Hear me out, Bastian. New Zealand electronic rockers The Naked and Famous have made their nude, distinguished name by creating soaring songs stacked with anthemic hooks. When you’re immersed in an hour of their music, you truly feel like you’re in a fantasy film. Perhaps, oh, riding a luck dragon through the skies of Fantasia.
Of course, the epic cinematic sorcery in question doesn’t have to be 1984 classic “The NeverEnding Story.” Here are 13 reasons the Naked and Famous’ Saturday set at Austin City Limits Music Festival made us believe in magic of all kinds.
• Frontwoman Alisa Xayalith is 100 percent a benevolent goddess, but we’re not ruling out ghost conjured from the spirits of ACL bands past. Clad in a flowing, transparent peach poncho, the windy skies carried her (or at least her sleeves) aloft as she burst out of the wings. The Childlike Empress would be so proud. Also: sparkly gold shoes. That’s straight up L. Frank Baum stuff.
• On “Higher,” Xayalith’s wide open vocal range hit peak crystalline purity, sparkling one moment with sweetness and sharpening to a deadly, pointed ferocity the next.
• Even slower songs that even approached the ballad category recalled some second-act scene where the heroes lick their wounds after Artax sinks into the Swamp of Sadness.
• They performed a song named “I Kill Giants.” It is the score to a movie with kaiju. You cannot convince me otherwise.
• “Laid Low” contained the most emotion I have ever seen someone wring out of tambourine, courtesy of Xayalith. The sparkling, sweeping synth washes also conjured the best things about CHVRCHES, but like if Lauren Mayberry rode Falkor. And speaking of tambourines, drummer Jesse Wood did unkind things to one with a pair of sticks on “No Way.”
• “All Of This” traveled a path of measured adventure, drums pumping the crowd full of the crispest adrenaline with a focused, sobering tempo.
• Xayalith led a sway for “Hearts Like Ours.” There is nothing that ends a quest for a talisman like a good sway.

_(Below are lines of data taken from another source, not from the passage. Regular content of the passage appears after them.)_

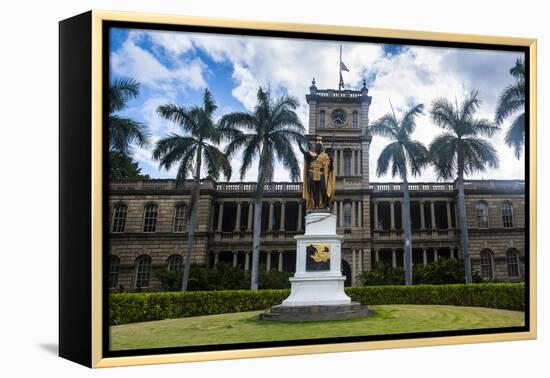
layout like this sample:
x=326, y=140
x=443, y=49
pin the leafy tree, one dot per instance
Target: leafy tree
x=123, y=166
x=266, y=133
x=404, y=155
x=512, y=100
x=124, y=131
x=197, y=146
x=460, y=151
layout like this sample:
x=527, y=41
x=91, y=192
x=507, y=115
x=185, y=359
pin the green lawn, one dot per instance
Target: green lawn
x=245, y=327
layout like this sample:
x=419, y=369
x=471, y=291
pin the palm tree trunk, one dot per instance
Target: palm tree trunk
x=464, y=228
x=257, y=232
x=193, y=220
x=462, y=219
x=406, y=215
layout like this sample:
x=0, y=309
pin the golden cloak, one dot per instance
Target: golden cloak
x=322, y=161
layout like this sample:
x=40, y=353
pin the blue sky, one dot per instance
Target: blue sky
x=176, y=67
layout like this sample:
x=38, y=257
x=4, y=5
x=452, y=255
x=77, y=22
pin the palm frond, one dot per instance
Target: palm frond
x=121, y=90
x=216, y=161
x=515, y=135
x=511, y=100
x=125, y=131
x=442, y=154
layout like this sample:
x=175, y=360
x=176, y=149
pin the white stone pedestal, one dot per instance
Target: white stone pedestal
x=318, y=287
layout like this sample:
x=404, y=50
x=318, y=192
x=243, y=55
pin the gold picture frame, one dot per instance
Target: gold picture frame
x=77, y=272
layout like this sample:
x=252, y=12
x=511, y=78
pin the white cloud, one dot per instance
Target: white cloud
x=416, y=75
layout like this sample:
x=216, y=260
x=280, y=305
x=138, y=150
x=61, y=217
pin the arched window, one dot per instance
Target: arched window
x=507, y=215
x=512, y=261
x=322, y=119
x=150, y=218
x=482, y=214
x=347, y=215
x=347, y=163
x=355, y=120
x=119, y=218
x=114, y=264
x=487, y=264
x=179, y=218
x=174, y=263
x=143, y=271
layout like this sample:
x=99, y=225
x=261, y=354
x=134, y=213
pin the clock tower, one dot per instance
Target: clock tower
x=342, y=116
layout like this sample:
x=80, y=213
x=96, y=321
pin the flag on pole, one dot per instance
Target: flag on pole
x=342, y=68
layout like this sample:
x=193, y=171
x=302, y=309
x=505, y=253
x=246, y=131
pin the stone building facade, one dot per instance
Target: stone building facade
x=148, y=217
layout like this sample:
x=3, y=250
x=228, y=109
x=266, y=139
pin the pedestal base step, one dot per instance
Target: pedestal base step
x=315, y=313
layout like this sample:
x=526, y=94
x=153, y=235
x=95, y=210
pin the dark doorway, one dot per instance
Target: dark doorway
x=346, y=271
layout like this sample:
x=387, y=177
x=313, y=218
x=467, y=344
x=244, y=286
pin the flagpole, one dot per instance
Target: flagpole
x=340, y=70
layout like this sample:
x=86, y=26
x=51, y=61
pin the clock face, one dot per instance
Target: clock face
x=338, y=117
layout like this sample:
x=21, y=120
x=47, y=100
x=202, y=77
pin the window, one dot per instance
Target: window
x=487, y=264
x=507, y=215
x=150, y=218
x=143, y=271
x=347, y=215
x=512, y=261
x=114, y=264
x=322, y=119
x=179, y=218
x=482, y=215
x=347, y=163
x=119, y=218
x=174, y=263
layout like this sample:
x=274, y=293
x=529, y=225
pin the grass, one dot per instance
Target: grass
x=245, y=327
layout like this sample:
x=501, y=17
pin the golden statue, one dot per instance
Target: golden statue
x=319, y=178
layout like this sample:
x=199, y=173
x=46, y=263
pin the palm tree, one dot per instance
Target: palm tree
x=124, y=131
x=191, y=150
x=460, y=151
x=512, y=100
x=267, y=133
x=404, y=155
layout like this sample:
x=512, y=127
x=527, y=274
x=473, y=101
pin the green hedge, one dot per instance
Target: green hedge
x=140, y=307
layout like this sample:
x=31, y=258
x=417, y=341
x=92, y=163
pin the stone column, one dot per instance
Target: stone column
x=353, y=267
x=250, y=216
x=270, y=222
x=341, y=162
x=341, y=215
x=268, y=262
x=375, y=215
x=359, y=213
x=392, y=215
x=424, y=256
x=220, y=216
x=352, y=163
x=283, y=210
x=300, y=216
x=432, y=211
x=353, y=223
x=246, y=260
x=238, y=220
x=336, y=160
x=449, y=215
x=422, y=216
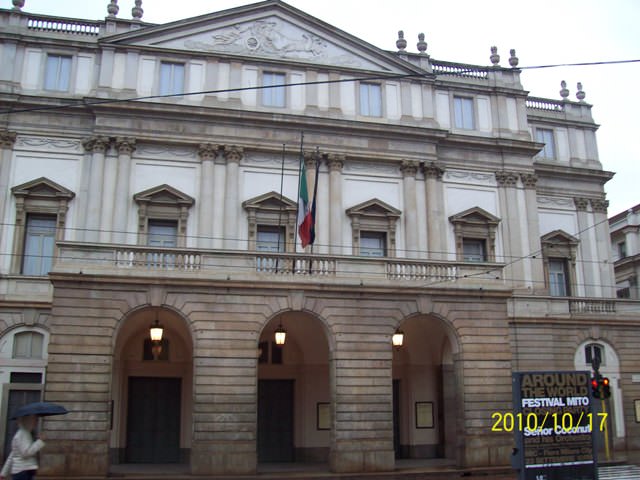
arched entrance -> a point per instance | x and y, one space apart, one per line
152 390
293 391
609 367
425 399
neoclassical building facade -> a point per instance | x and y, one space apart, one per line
149 175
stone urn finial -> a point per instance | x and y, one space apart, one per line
564 91
580 93
513 60
136 12
495 58
401 43
113 8
422 45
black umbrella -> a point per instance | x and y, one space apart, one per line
40 409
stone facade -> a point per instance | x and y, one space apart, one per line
451 207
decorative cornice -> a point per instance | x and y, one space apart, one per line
599 205
409 168
208 151
529 180
432 170
96 144
233 154
581 203
506 178
125 145
336 162
7 138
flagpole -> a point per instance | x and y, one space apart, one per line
280 211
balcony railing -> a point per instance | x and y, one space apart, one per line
132 259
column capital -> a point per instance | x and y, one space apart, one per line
409 168
336 162
125 145
233 154
599 205
208 151
506 178
581 203
7 138
98 144
529 180
433 170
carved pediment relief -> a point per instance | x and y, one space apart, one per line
374 208
272 30
164 195
42 188
270 201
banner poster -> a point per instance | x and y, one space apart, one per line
553 424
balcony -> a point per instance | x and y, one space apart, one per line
176 263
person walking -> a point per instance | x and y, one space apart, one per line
22 462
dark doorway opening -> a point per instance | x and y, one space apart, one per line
153 420
275 421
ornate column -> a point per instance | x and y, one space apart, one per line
535 266
97 146
207 153
603 245
436 223
336 210
509 225
589 269
125 146
409 170
232 155
7 140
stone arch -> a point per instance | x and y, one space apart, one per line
137 376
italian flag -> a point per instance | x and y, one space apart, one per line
306 212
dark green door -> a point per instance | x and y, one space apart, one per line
275 421
153 421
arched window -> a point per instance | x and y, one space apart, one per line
28 345
594 351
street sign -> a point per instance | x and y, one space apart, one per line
553 424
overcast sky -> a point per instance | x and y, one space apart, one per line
542 32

Yes, biggest hits “Punching In a Dream” and “Young Blood” made for triumphant milestones in the Naked and Famous’ set, wrapping up all the disparate elements from the hour into a powerful chimera of shoulders-back, hair-blowing victory. (Though guitarist Thom Powers, for all his intensity with the microphone, sounded slightly less than invincible for his part on the latter song.) The show was dreamy. Everyone was punching, or likely wished they were slugging it out with an ancient evil. Sounds genre-perfect, doesn’t it?